Название движения пошло от имени Доната, одного из первых епископов Карфагена (313–355), возглавившего протест против кафолических практик. Донатисты строили свои обвинения на том, что в дни Диоклетианова гонения некие епископы-католики сами отдали Священное Писание и позволили его сжечь. Такое деяние, настаивали донатисты, было тяжким грехом отступничества. А сейчас те же епископы, согрешившие столь тяжко, возводят в сан католических пастырей! Значит, говорили донатисты, это не католики, а мы составляем истинную Церковь Христову! В дни Августина донатисты широко распространились в Северной Африке, а кое-где и составляли большинство.

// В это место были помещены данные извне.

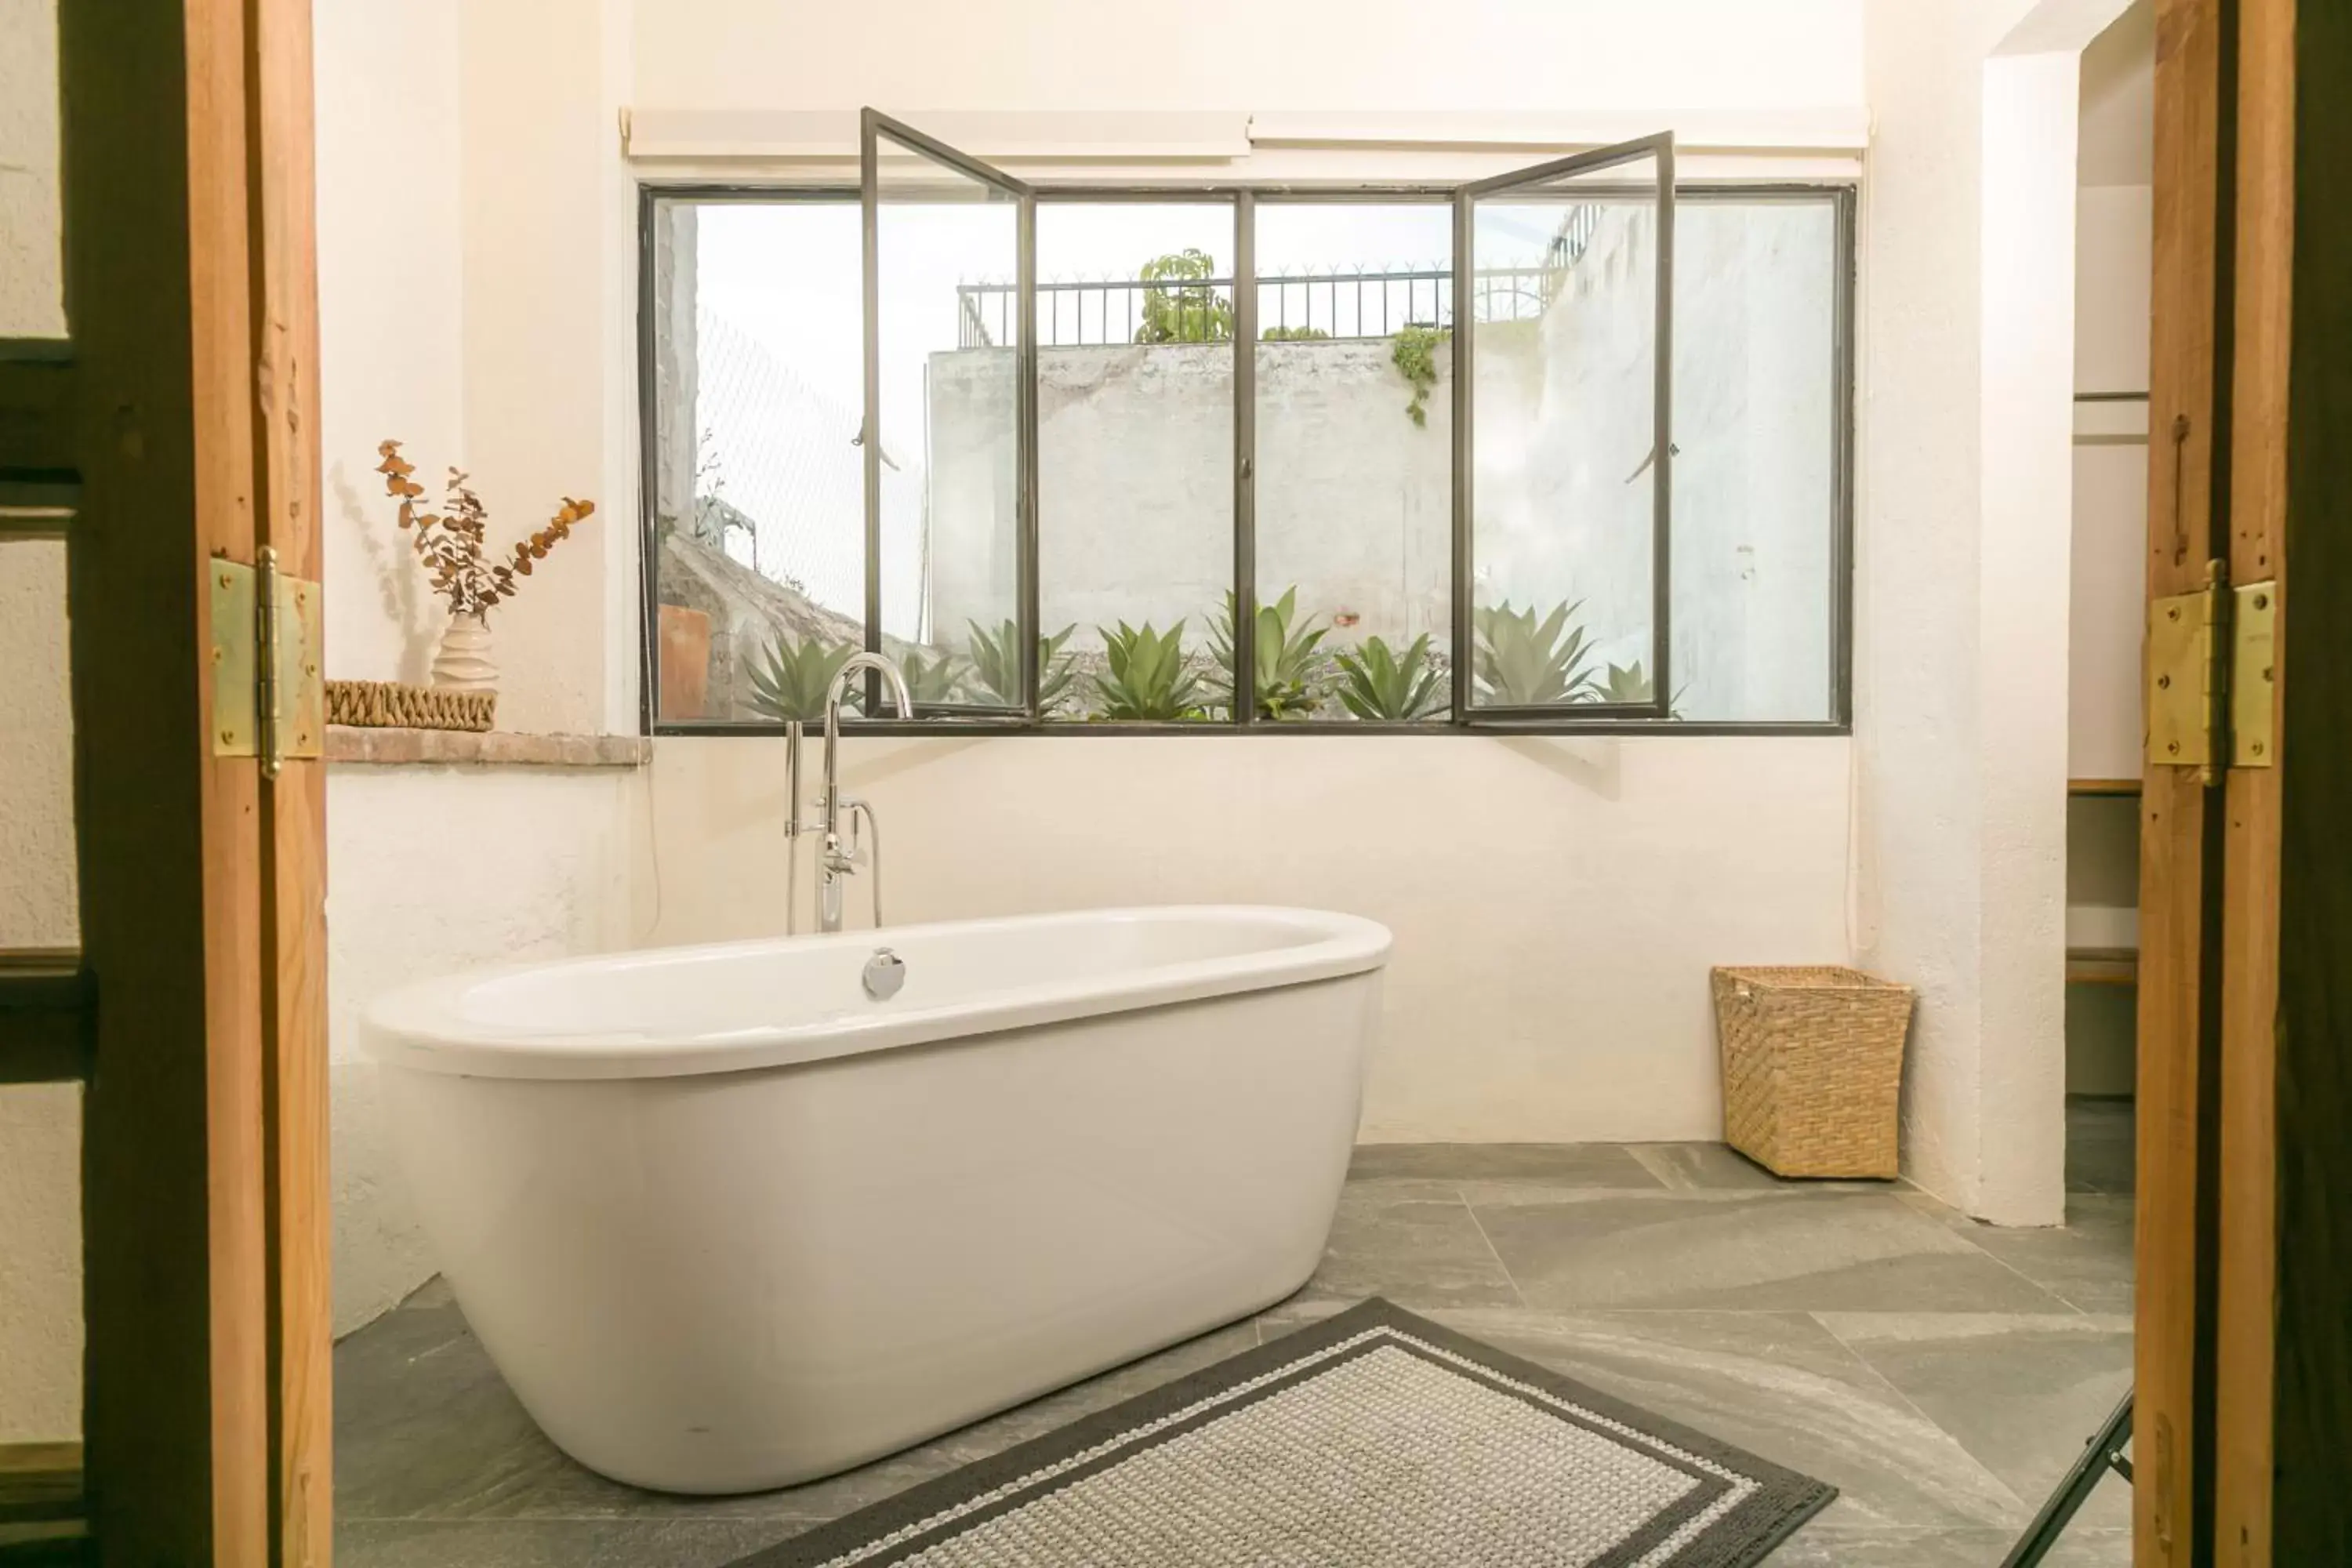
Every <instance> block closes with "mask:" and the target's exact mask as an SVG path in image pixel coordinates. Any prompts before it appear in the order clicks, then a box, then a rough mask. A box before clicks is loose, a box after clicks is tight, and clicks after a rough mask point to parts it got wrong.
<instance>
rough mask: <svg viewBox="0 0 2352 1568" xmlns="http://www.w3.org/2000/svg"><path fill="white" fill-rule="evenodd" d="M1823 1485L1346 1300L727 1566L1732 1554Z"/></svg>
mask: <svg viewBox="0 0 2352 1568" xmlns="http://www.w3.org/2000/svg"><path fill="white" fill-rule="evenodd" d="M1832 1495H1835V1490H1832V1488H1828V1486H1823V1483H1820V1481H1811V1479H1806V1476H1799V1474H1795V1472H1788V1469H1780V1467H1776V1465H1766V1462H1764V1460H1757V1458H1755V1455H1748V1453H1740V1450H1738V1448H1729V1446H1726V1443H1717V1441H1712V1439H1705V1436H1698V1434H1696V1432H1689V1429H1684V1427H1677V1425H1672V1422H1665V1420H1661V1418H1656V1415H1649V1413H1644V1410H1635V1408H1632V1406H1625V1403H1621V1401H1616V1399H1609V1396H1604V1394H1597V1392H1592V1389H1588V1387H1583V1385H1576V1382H1569V1380H1566V1378H1559V1375H1557V1373H1550V1371H1545V1368H1541V1366H1534V1363H1526V1361H1519V1359H1515V1356H1505V1354H1503V1352H1498V1349H1489V1347H1484V1345H1479V1342H1475V1340H1465V1338H1463V1335H1456V1333H1451V1331H1446V1328H1439V1326H1437V1324H1430V1321H1425V1319H1418V1316H1414V1314H1409V1312H1402V1309H1397V1307H1390V1305H1388V1302H1383V1300H1369V1302H1364V1305H1362V1307H1355V1309H1350V1312H1343V1314H1341V1316H1336V1319H1331V1321H1327V1324H1322V1326H1317V1328H1308V1331H1301V1333H1294V1335H1289V1338H1282V1340H1277V1342H1275V1345H1265V1347H1258V1349H1254V1352H1247V1354H1242V1356H1235V1359H1232V1361H1225V1363H1221V1366H1211V1368H1209V1371H1204V1373H1195V1375H1192V1378H1185V1380H1181V1382H1174V1385H1169V1387H1162V1389H1155V1392H1150V1394H1143V1396H1141V1399H1131V1401H1127V1403H1122V1406H1115V1408H1110V1410H1103V1413H1101V1415H1091V1418H1087V1420H1082V1422H1075V1425H1070V1427H1063V1429H1061V1432H1054V1434H1049V1436H1042V1439H1037V1441H1033V1443H1023V1446H1018V1448H1014V1450H1009V1453H1002V1455H997V1458H993V1460H981V1462H978V1465H967V1467H964V1469H960V1472H955V1474H950V1476H941V1479H938V1481H931V1483H927V1486H917V1488H913V1490H908V1493H901V1495H896V1497H889V1500H884V1502H877V1505H873V1507H868V1509H861V1512H858V1514H851V1516H847V1519H840V1521H835V1523H830V1526H823V1528H821V1530H816V1533H811V1535H802V1537H797V1540H790V1542H783V1544H779V1547H771V1549H767V1552H762V1554H757V1556H753V1559H746V1568H750V1566H757V1568H884V1566H906V1568H1011V1566H1018V1568H1098V1566H1105V1563H1120V1566H1122V1568H1225V1566H1228V1563H1230V1566H1237V1568H1240V1566H1244V1563H1249V1566H1258V1563H1282V1566H1287V1568H1322V1566H1331V1568H1430V1566H1432V1563H1454V1566H1463V1568H1472V1566H1486V1563H1491V1566H1496V1568H1604V1566H1606V1568H1743V1566H1748V1563H1757V1561H1762V1559H1764V1556H1766V1554H1769V1552H1771V1549H1773V1547H1776V1544H1780V1542H1783V1540H1785V1537H1788V1533H1790V1530H1795V1528H1797V1526H1799V1523H1804V1521H1806V1519H1811V1516H1813V1514H1816V1512H1818V1509H1820V1507H1823V1505H1828V1502H1830V1497H1832Z"/></svg>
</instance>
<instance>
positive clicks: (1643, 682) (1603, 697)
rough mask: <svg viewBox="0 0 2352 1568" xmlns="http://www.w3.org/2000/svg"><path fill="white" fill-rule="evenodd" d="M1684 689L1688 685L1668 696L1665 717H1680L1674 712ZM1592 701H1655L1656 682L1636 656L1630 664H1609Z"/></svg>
mask: <svg viewBox="0 0 2352 1568" xmlns="http://www.w3.org/2000/svg"><path fill="white" fill-rule="evenodd" d="M1684 691H1689V686H1684V689H1682V691H1675V696H1672V698H1668V703H1665V717H1670V719H1679V717H1682V715H1679V712H1675V708H1677V705H1679V703H1682V693H1684ZM1592 701H1595V703H1656V701H1658V684H1656V682H1653V679H1651V677H1649V675H1646V672H1644V670H1642V661H1639V658H1637V661H1632V663H1630V665H1609V672H1606V675H1604V677H1602V679H1599V689H1597V691H1595V696H1592Z"/></svg>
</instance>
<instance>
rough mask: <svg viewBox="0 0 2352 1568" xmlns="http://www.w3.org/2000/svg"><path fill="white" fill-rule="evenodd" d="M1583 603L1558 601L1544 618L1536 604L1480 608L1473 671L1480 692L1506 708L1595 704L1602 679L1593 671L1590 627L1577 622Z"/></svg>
mask: <svg viewBox="0 0 2352 1568" xmlns="http://www.w3.org/2000/svg"><path fill="white" fill-rule="evenodd" d="M1581 604H1583V602H1578V604H1555V607H1552V614H1548V616H1543V618H1541V621H1538V618H1536V607H1534V604H1531V607H1526V609H1512V607H1510V604H1508V602H1503V604H1496V607H1491V609H1479V611H1475V614H1472V628H1475V632H1477V646H1475V649H1472V658H1470V672H1472V675H1475V677H1477V689H1479V696H1482V698H1484V701H1486V703H1496V705H1503V708H1545V705H1552V703H1590V701H1592V698H1595V696H1597V691H1599V679H1597V677H1595V672H1592V646H1590V644H1588V642H1585V628H1583V625H1578V623H1576V621H1573V616H1576V611H1578V609H1581Z"/></svg>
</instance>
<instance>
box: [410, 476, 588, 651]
mask: <svg viewBox="0 0 2352 1568" xmlns="http://www.w3.org/2000/svg"><path fill="white" fill-rule="evenodd" d="M376 456H379V458H383V461H381V463H376V473H381V475H383V494H386V496H393V498H395V501H397V503H400V529H402V531H407V534H409V545H412V548H414V550H416V559H419V562H423V569H426V576H430V578H433V592H435V597H442V599H447V602H449V614H454V616H482V614H489V607H492V604H496V602H501V599H513V597H515V595H517V592H520V590H522V583H520V581H517V578H527V576H532V562H543V559H546V557H548V550H553V548H555V545H560V543H562V541H564V538H569V536H572V524H574V522H581V520H583V517H588V515H590V512H595V501H574V498H572V496H564V503H562V505H560V508H555V517H550V520H548V527H543V529H539V531H536V534H532V536H529V538H520V541H515V552H513V557H510V559H503V562H485V559H482V545H485V541H487V538H489V508H485V505H482V498H480V496H477V494H473V489H468V484H466V473H463V470H459V468H452V470H449V480H447V482H445V484H442V510H440V512H428V510H423V508H421V505H419V496H423V494H426V487H423V484H419V482H416V480H412V477H409V475H414V473H416V465H414V463H409V461H407V458H405V456H400V442H379V444H376Z"/></svg>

Августин отверг донатистский взгляд на «Церковь чистых». До дня Страшного Суда, сказал он, Церковь должна быть разнородной. В ней и плохие, и хорошие люди. Сам Иисус говорил о пшенице и плевелах! (Мф 13:24–30). Правда, Августин, ссылаясь на эту притчу, не обратил внимания на то, что Иисус говорил не о Церкви, а обо всем мире.
Августин изложил и новое понимание таинств. Донатисты утверждали, что истинность таинства зависит от нравственной репутации служителя. Августин сказал: нет. Таинство принадлежит не служителю, но Христу. Деяния священника – это деяния Божьи, ибо Бог вложил свои таинства в руки священника, должным образом посвященного в духовный сан. Священник должен лишь знать, что передает благодать Божью всей Церкви – и ему уготована роль канала для благодати, даруемой членам Церкви.
Так Августин, чье слово значило очень много, выразил согласие с воззрениями, признающими божественную власть духовенства в Церкви. К слову, в средневековом католичестве эти взгляды достигли очень плачевных крайностей.
Защищая Католическую Церковь в противостоянии с донатистами, Августин стал поддерживать и другую идею: насильственное подавление соперников. Сперва он резко высказывался против насилия, но мало-помалу стал думать иначе. Донатисты противились все сильней, власти тоже давили, и в конце концов Августин сказал: да, религиозные споры можно решать силой, и деяние, что кажется суровым, возможно, заставит обидчика осознать справедливость этого деяния. Разве не сказал в притче сам Господь: «Убеди прийти, чтобы наполнился дом мой»? (Лк 14:23). И потому много позже, даже спустя века, те, кто оправдывал беспощадные действия инквизиции против инакомыслящих христиан, могли ссылаться на авторитет Августина.
О грехе и благодати
Если конфликт с донатистами потребовал от Августина проявить себя служителем Церкви, то споры с пелагианством пробудили его внимание к спасению по благодати.